Que o exemplo desta santa, profundamente contemplativa e
eficazmente laboriosa, também nos encoraje a dedicar a cada dia o tempo
adequado à oração, a esta abertura a Deus, a este caminho de busca de Deus,
para vê-lo, para encontrar a sua amizade e, por conseguinte, a vida verdadeira;
porque muitos de nós deveríamos dizer: "Eu não vivo, não vivo realmente,
porque não vivo a essência da minha vida". Porque este tempo de oração não
é um tempo perdido, é um tempo no qual se abre o caminho da vida; abre-se o
caminho para aprender de Deus um amor ardente a Ele e à sua Igreja; e uma
caridade concreta com nossos irmãos. Obrigado.
No final da audiência, o Papa cumprimentou os peregrinos em
vários idiomas. Em português, disse:
Queridos irmãos e irmãs,
Santa Teresa de Jesus, nascida no século XVI, é um dos
vértices da espiritualidade cristã de todos os tempos, e deu início, junto com
São João da Cruz, à Ordem dos Carmelitas descalços. Apesar de não possuir uma
formação acadêmica, sempre soube se alimentar dos ensinamentos de teólogos,
literatos e mestres espirituais. Suas principais obras são "O livro da
Vida", "Caminho da perfeição", "Castelo Interior" e
"O Livro das Fundações". Entre os elementos essenciais da sua
espiritualidade, podemos destacar, em primeiro lugar, as virtudes evangélicas,
base de toda a vida cristã e humana. Depois, Santa Teresa insiste na
importância da oração, entendida como relação de amizade com Aquele que se ama.

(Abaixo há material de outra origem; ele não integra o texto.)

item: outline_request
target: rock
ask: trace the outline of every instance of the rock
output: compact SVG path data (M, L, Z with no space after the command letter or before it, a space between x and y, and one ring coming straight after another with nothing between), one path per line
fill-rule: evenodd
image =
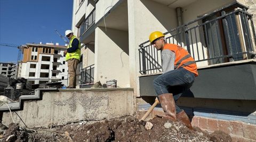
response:
M151 123L151 122L148 121L146 123L145 129L147 130L151 130L151 129L152 129L153 127L153 124Z
M232 139L228 134L221 131L215 131L210 135L210 140L214 142L217 141L232 141Z
M170 128L171 127L172 127L172 124L170 122L166 122L164 125L164 127L166 129Z
M14 135L10 135L6 139L6 141L14 141L14 138L15 137Z
M200 136L203 136L204 135L204 134L202 132L196 131L196 133L197 133Z

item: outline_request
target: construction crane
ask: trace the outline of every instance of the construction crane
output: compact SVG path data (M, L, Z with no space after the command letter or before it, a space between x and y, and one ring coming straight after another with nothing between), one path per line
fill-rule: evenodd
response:
M18 53L18 58L17 58L17 64L19 64L19 61L20 60L20 57L21 56L21 46L19 46L14 44L3 43L0 43L0 46L17 47L18 49L19 49Z
M66 39L58 32L57 30L55 30L54 31L65 41L66 43L68 44L68 41L67 41L67 40L66 40Z

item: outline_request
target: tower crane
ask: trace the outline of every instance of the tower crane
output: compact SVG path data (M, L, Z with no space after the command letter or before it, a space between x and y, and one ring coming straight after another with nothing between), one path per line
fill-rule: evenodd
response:
M66 39L58 32L57 30L55 30L54 31L65 41L66 43L68 44L68 41L67 41L67 40L66 40Z
M17 58L17 64L19 64L19 61L20 60L20 57L21 55L21 46L14 45L14 44L10 44L10 43L0 43L0 46L6 46L6 47L17 47L19 50L18 53L18 58Z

A centralidade da humanidade de Cristo, outro tema que lhe era muito caro,
ensina que a vida cristã é uma relação pessoal com Jesus, a qual culmina na
união com Ele pela graça, pelo amor e pela imitação. Por fim, está a perfeição,
aspiração e meta de toda vida cristã, realizada na inabitação da Santíssima
Trindade, na união com Cristo através do mistério da Sua humanidade.
Dou as boas-vindas a todos os peregrinos de língua
portuguesa, presentes nesta audiência! Que o exemplo e a intercessão de Santa
Teresa de Jesus vos ajudem a ser, através da oração e da caridade aos irmãos,
testemunhas incansáveis de Deus em uma sociedade carente de valores
espirituais. Com estes votos, de bom grado, a todos abençoo.